Memory - Part 1

If we define memory as a place where data is stored, there are many different levels of memory. Processor registers, different levels of cache, main memory, disk memory - which may include several levels of cache. As programmers however we tend to think of memory as that array of word sized (or byte sized) elements, where our programs and data can be accessed directly by the processor. As we will see shortly this is not the only way we think of memory, and it may not be the most useful.

Flat memory

So we will start by considering memory as an array from 0 to MAXMEM of bytes. All of our programs and the data we are working with must fit somewhere into this array. Our programs will generate an address for every memory reference, either for the next instruction to execute or for some data to execute on.

Split memory space

It is almost universal that part of the memory is reserved for the operating system, and the rest is available to our programs. The operating system section is either at the bottom or the top of memory, which depends on the hardware and where interrupts are sent to be handled.

Multiple processes

We don't have anything much to say about flat memory if we only have one process running at a time. One thing we can say is that it would be nice if the running process couldn't knock the system over or corrupt it inadvertently. This can be achieved with the addition of a fence register holding the base address of the process. When the process is running in user mode or problem state all memory accesses are checked against this register to see if they are to a legitimate area of memory. This type of checking has to be done by hardware if it is going to be efficient.
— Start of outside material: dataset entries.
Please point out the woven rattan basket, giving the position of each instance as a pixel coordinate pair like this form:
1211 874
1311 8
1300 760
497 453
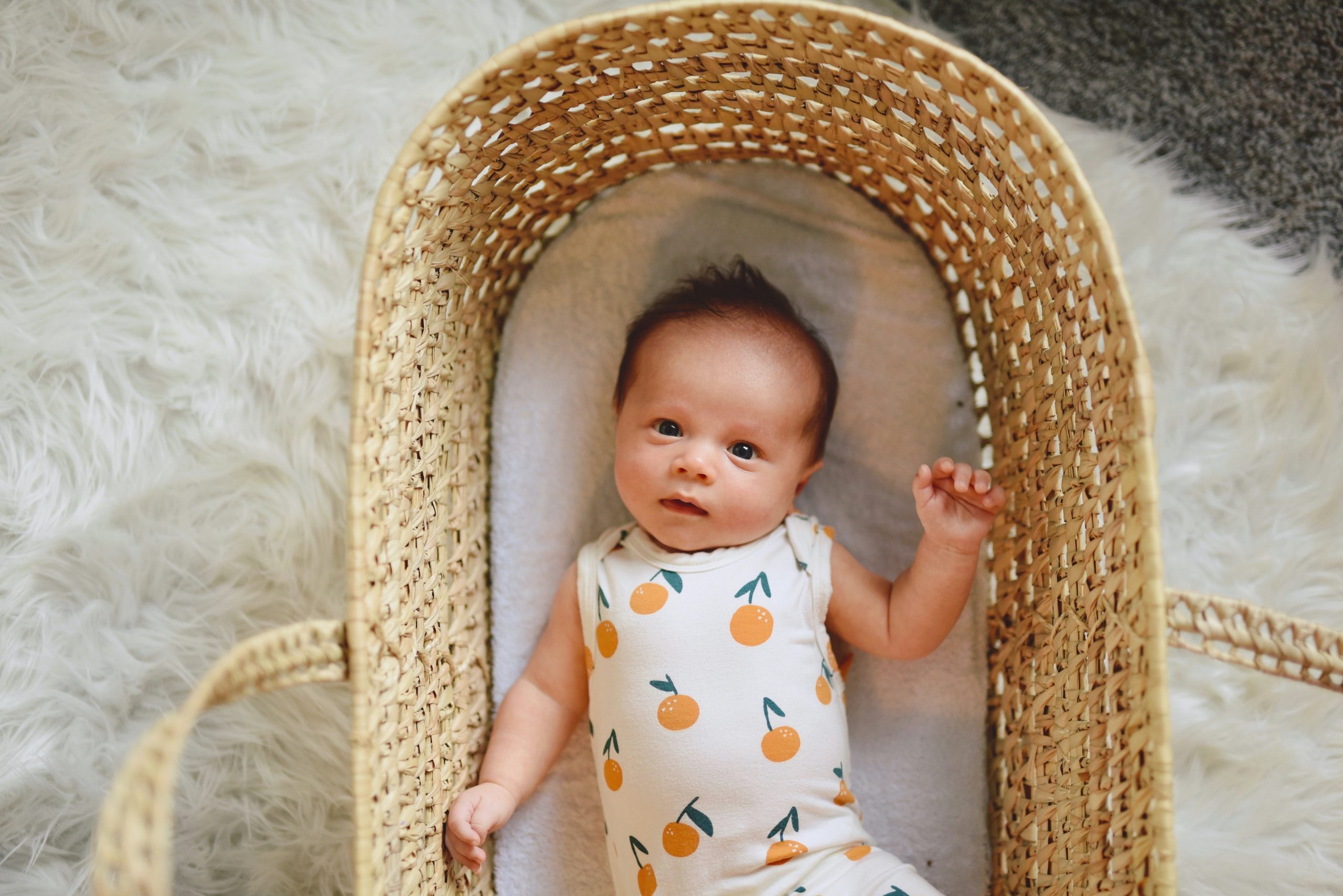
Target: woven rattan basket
1079 618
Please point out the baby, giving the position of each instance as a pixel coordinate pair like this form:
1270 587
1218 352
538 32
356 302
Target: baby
696 637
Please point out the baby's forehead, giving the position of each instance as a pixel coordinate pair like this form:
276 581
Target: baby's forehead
726 348
730 334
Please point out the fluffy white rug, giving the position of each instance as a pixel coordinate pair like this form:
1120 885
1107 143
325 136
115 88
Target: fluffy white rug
185 203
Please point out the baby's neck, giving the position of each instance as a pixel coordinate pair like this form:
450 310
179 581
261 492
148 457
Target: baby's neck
668 547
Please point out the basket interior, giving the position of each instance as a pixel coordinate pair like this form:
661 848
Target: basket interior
1079 763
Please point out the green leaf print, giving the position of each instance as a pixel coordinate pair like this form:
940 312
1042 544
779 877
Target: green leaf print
665 686
641 848
783 824
749 589
700 820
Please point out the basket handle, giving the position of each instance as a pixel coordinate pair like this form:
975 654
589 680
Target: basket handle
1256 638
133 848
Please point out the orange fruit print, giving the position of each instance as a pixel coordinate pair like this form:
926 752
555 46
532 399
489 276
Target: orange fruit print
648 882
751 624
606 638
778 744
681 840
679 711
844 797
651 595
612 769
785 849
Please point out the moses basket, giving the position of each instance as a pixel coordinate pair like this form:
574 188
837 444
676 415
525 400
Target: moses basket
1079 617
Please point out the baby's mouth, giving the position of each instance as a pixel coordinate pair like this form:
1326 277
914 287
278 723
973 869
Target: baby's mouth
677 506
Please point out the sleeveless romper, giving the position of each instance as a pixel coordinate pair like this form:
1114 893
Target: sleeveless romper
718 720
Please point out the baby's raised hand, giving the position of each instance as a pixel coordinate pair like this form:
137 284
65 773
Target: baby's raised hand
473 816
957 504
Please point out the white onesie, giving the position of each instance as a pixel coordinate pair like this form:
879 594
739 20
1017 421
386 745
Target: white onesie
718 720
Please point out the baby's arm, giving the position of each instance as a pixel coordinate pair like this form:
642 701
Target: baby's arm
910 617
531 729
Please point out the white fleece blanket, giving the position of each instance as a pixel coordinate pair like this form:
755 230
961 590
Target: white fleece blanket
183 209
904 399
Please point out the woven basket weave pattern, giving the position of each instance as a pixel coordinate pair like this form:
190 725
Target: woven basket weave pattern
1079 772
1076 718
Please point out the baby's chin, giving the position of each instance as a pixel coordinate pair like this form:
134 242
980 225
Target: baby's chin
687 532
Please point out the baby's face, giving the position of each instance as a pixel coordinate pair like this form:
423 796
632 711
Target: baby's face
715 415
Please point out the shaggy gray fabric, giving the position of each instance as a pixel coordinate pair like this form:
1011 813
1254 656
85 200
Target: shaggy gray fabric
1246 96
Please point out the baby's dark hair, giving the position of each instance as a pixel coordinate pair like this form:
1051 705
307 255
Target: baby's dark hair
739 293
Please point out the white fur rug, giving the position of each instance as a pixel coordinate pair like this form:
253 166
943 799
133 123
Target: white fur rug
185 205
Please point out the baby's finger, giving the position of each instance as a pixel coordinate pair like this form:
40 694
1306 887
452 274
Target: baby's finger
460 818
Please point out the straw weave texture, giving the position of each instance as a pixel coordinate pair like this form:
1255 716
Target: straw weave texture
1076 706
1080 770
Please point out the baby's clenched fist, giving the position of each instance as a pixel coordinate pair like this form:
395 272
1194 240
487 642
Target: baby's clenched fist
474 815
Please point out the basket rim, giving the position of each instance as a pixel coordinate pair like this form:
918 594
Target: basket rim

Normally however we are concerned about having several processes in memory at once in a multiprogramming environment.

Partitions

The simplest way to allow this is to give any program a fixed place to run in memory. We divide memory up into fixed sized partitions and the compiler (or linker) allocates a partition for this program and hard-codes the correct addresses into the program for this partition. It is important to see where the actual addresses are being bound to our program. The linker does the work, which means the addresses are stored with the program.

Then when we come to run the program we wait until the correct partition is clear and can then load and run the program.

Remember that we are still talking about a single flat address space. Every memory access is to a unique address in the range 0..MAXMEM.

Because each program had to run in a particular partition, the operating system maintained separate queues for each partition. As a partition became free, another program from the corresponding queue could be loaded and executed.

The major problem here was that it was easy for memory to be wasted. Imagine a whole collection of programs which must all run in one particular partition. Even if there are 5 or 6 other partitions which are all unused, only one program can be loaded and running at a time.

Another area of memory wastage with this system is that it is unlikely for a program to completely use its partition. Using the simplest implementation this means that quite a bit of memory is unused in each partition. This is another example of fragmenation. We first saw fragmentation when looking at storing files. Fragmentation is inevitable in almost all forms of memory management. This type of fragmentation within a structure (a partition in this case) is known as internal fragmentation.

Some of this wasted memory can be used by allowing more than one program to execute within a partition.

Relocatable loading

This lead to relocating loaders, whereby the same program could be loaded into different absolute memory positions (and hence partitions). Of course with a relocating loader we don't have to limit ourselves to preset partitions. Instead we can load programs whenever we have enough contiguous memory space for them.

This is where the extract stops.